74 Readers
106 Writers
headspinningfromvagueness

Ironic Contradictions

I'm a long time reader - since way back when I was seven. That makes it over three quarters of my life that I will be a reader for. But it is worth it. When I'm not reading or wasting my time online on here or Goodreads I'll be off playing video games, studying teaching and messing around with friends and pop culture. Or reading some more.
The Royal Ranger (Ranger's Apprentice, #12) - John Flanagan


The advantage of living in Australia can sometimes feel like a disadvantage. Sure, we're apparently the envy of a lot of the world financially (if they've heard of us), we have a great environment, some wonderful sports and some of the world's best coffee, yet it always feels like we're last to get any of the good cultural acts. Most of my favourite American bands and films seem to come around after everyone else has had them (and books too). Sure, we get the odd Marvel film early viewing but it's almost like a token gift.

Which is why it's nice when a popular (and favourite series of mine) is actually written by an Australian. I don't mean to boast, but I will since it rarely happens, that I got to read this novel way earlier than most of the world. It's not scheduled till an October 3 release date and yet the publishers got the novel early to my local bookstore where I had a nice pre-order to pick it up for almost 10 dollars cheaper.

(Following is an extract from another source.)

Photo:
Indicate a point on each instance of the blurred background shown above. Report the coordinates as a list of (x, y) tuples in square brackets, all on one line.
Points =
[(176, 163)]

Now, to the book itself. It must be noted that the 5 star rating is the result of all the entire novels in the series, though I have no doubt this may be the best among them. It was clearly a novel written with care, passion and insight and this to an extent helped make it a touch above the other novels in the series.

I have a tendency to rate YA and general children's literature books on a different scale or level to other novels. That is not to say I find them inferior as literature. Some of the greatest works of fiction have been primarily children's fiction texts (see Alice in Wonderland, The Hobbit or The Chronicles of Narnia for example). But like other types of 'genre fiction' they are different to other works of literature. And when I say literature I mean the literature studied in schools or universities as 'high-brow' works. To that extent I try and judge children's literature as a whole, by the various issues and concerns they deal with.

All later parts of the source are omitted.